Kısa bir süre önce Netanyahu’nun yargıyı elden geçirme planlarını eleştirdiği için muhalefet liderleri tarafından göklere çıkarılan Savunma Bakanı Yoav Gallant da saldırıyı onayladı. Batı Şeria’nın Cenin kentindeki askeri operasyonun “planlandığı gibi ilerlediğini” söyleyen Gallant, askerler “İsrail vatandaşlarını korumak ve [Batı Şeria’da] tam hareket özgürlüğünü muhafaza etmek için gereken her şeyi yapmak ve karada ve havada operasyon yürütmek üzere tam destek alacaklar,” dedi.
Bu, 1993 Oslo Anlaşmaları uyarınca Filistin Yönetimi’nin (FY) tam kontrolü altında olduğu belirlenen bölgeler de dahil olmak üzere Batı Şeria üzerinde askeri bir diktatörlük ilan etmekle eşdeğerdir. Dahası, Filistin Yönetimi’nin İsrail -ve Washington- açısından tamamen önemsiz olduğu gerçeğini de açıkça ortaya koymaktadır.

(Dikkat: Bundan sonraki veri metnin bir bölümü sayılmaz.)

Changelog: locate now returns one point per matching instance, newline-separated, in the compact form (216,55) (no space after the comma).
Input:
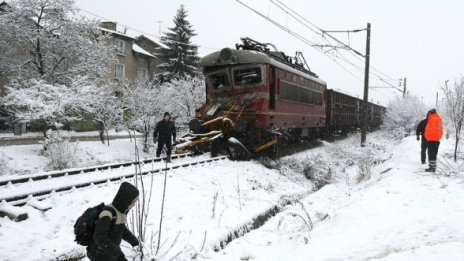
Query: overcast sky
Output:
(421,40)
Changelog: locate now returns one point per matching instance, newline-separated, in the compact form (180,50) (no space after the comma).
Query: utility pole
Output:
(366,87)
(404,87)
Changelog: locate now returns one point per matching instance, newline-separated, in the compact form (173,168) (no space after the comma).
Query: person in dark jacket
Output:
(420,132)
(162,134)
(111,227)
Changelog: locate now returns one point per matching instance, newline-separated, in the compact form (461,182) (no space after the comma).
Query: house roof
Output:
(136,48)
(155,41)
(116,33)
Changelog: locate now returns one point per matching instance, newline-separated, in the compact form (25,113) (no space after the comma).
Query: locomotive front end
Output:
(237,94)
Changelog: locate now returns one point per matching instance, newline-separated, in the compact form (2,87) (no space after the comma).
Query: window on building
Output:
(119,71)
(142,74)
(120,46)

Bu, uzun zamandır üstü kapalı bir şekilde ifade ediliyordu.
Ha’aretz’e göre İsrail, Cenin’de operasyon yapma niyetini ABD’ye bildirdi ve belli ki yeşil ışık yakıldı. Pazartesi günü Beyaz Saray Ulusal Güvenlik Konseyi, “İsrail’in güvenliğini ve halkını Hamas, İslami Cihad ve diğer terör örgütlerine karşı savunma hakkını destekliyoruz” açıklamasında bulundu.
Aşırı sağcı güçler, hem İsrail’de hem de işgal altındaki Filistin topraklarında Yahudi üstünlüğüne dayalı bir devlet kurma hedefleri doğrultusunda, Netanyahu’nun da yaptığı gibi, defalarca Batı Şeria’nın ilhakını talep ettiler. Pazartesi günü Cenin’e yapılan saldırı, Batı Şeria’daki bir dizi ölümcül askeri baskını, İsrail Savunma Kuvvetleri tarafından izlenen ve korunan kesintisiz yerleşimci şiddetini ve hükümetin yıl başından bu yana 13.000 yeni yerleşim birimi ilan etmesini takip etti. IDF’nin iki hafta önce Cenin’de bir Apaçi helikopteri ve silahlı insansız hava araçları konuşlandırması, Netanyahu’nun aşırı sağcı koalisyonunun göreve gelmesinden bu yana Batı Şeria, Gazze, Doğu Kudüs ve İsrail’de yaklaşık 190 Filistinlinin öldürüldüğü İsrail saldırganlığında önemli bir tırmanışa işaret ediyordu.
Cenin ve Nablus’a aylardır neredeyse her gece yapılan baskınların ardından Pazartesi günü Cenin’e yapılan bu saldırı, Batı Şeria’daki Filistinlilerin giderek daha umutsuz bir ekonomik durumla karşı karşıya kaldığı bir döneme denk geliyor. İsrail’e doğrudan yabancı yatırımların artmasını sağlayan ve Arap Birliği’nin İsrail boykotunu pratikte sona erdiren 1993 Oslo Anlaşmaları Filistin ekonomisini felç etti. İsrail insanların, işgücünün ve malların dolaşımına kısıtlamalar getirdi, toprakları yerleşim yerleri, yerleşimcilere özel erişim yolları ve doğa koruma alanları ile parçaladı; toprak, su ve diğer doğal kaynaklara el koydu; Filistin ekonomisini İsrail ekonomisine bağladı ve uluslararası pazarlardan kopardı.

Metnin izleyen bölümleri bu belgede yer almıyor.